Il basso di Stian Krabol è subito in evidenza e fa il pari con la batteria di Sarke precisissima: insieme, creano un groove continuo che non può non ricordare Cronos e soci ai tempi d’oro.
Anche le incursioni nella prima parte di carriera – rilette con un suono così scarno – si incastrano perfettamente nella scaletta dei nostri che è realmente divertente e divertita. Magari sarà stata un’attitudine poco black metal, ma i Tulus ci sono sembrati realmente felici di essere sul palco del Celebrare Noctem.
SABATO 30 NOVEMB RE
Il secondo giorno inizia alla stessa ora, poco prima delle diciassette, con gli irlandesi COSCRADH e il loro ibrido di black e death metal che li ha fatti esordire su Invictus un paio di anni fa.
L’estetica è da manuale, con face painting sporco, gilet in pelle e collane di ossa al collo e la setlist conferma tutto quanto: furibonde cavalcate black/death stile Diocletian, Teitanblood o anche i nostri Hierophant.
L’oscurità della sala li aiuta molto nel creare un’atmosfera di oscurità e disagio che riesce a coprire, in qualche modo, una staticità compositiva legata proprio al genere di appartenenza.
Dopo di loro è ora dei FAUSTCOVEN e per la prima volta in due giorni vediamo proprio come l’Alter Schlachthof si riempia parecchio di fan in attesa: la band norvegese vede ancora alla voce Mannevond (già visto coi Koldbrann) ma è da sempre la creatura del chitarrista Gunnar Hansen e del batterista Johnny Tombthrasher.
La loro proposta è un occult doom di chiara derivazione Saint Vitus e Pentagram, appesantito nelle sonorità ed estremizzato nelle voci al punto di avvicinarsi anche a Barathrum e Mortuary Drape.

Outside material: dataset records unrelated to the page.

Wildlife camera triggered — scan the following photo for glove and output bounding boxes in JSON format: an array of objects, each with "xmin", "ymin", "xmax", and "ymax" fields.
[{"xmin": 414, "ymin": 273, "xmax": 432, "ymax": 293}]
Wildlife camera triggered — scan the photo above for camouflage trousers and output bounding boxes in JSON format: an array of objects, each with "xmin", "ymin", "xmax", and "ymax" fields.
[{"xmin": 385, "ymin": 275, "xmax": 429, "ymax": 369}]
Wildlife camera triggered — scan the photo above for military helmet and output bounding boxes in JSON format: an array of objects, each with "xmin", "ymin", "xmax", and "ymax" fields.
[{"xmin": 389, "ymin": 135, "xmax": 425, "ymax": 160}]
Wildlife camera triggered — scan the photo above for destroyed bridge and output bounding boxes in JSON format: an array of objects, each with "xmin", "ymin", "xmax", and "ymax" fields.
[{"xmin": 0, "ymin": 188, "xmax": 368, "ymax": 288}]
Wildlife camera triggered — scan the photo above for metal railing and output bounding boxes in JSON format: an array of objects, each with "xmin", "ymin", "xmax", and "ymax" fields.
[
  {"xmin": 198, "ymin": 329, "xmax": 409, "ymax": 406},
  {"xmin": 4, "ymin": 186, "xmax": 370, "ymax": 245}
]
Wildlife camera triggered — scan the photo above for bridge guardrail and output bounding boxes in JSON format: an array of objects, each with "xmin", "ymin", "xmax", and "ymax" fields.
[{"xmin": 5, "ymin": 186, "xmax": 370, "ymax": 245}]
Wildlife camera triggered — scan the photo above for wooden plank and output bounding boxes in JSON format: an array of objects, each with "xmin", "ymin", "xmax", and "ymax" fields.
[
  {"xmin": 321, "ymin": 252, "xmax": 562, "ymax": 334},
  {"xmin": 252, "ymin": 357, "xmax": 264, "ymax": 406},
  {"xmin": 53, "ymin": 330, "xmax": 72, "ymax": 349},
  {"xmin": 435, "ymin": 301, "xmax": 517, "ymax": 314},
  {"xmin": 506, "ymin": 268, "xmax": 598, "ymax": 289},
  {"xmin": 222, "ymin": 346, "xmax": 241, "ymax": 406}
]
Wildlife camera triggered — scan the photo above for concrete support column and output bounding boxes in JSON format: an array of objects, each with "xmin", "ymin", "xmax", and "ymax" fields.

Attivi da un ventennio, i nostri si sono fatti largo di recente con gli ultimi due album, prodotti tra l’altro dalla Nuclear War Now!. Abbiamo riconosciuto diversi pezzi, tra cui le belle “Barbarian Assault”, “Under The Pagan Hammer” e “Castle Of The Tyrant”.
Rispetto alle versioni su disco, i suoni dei Faustcoven sono meno distorti, la voce meno effettata e così la band tradisce molto di più le proprie origini occulte e doom. Piacevolissima esibizione, la loro.
Gli altrettanto attesi CHAOS INVOCATION hanno purtroppo dato forfait qualche giorno prima e vengono sostituiti dai WEATHERED CREST, gruppo austriaco della zona.
Il terzetto ci è completamente sconosciuto ma si mostra subito adeguato con il proprio suono nerissimo e paludoso. Ennesima one-man band (nella versione studio) di cui si hanno pochissime informazioni, quella a cui assistiamo è una setlist di black metal vecchia scuola che mantiene però una certa attenzione per le lead di chitarra squillanti a sufficienza per distinguersi nel suono complessivo.
Con le dovute cautele, ci sentiamo di paragonarli a quel movimento raw black che negli ultimi anni sta arrivando dagli Stati Uniti e che può essere rappresentato dai primi Lamp Of Murmuur, per esempio.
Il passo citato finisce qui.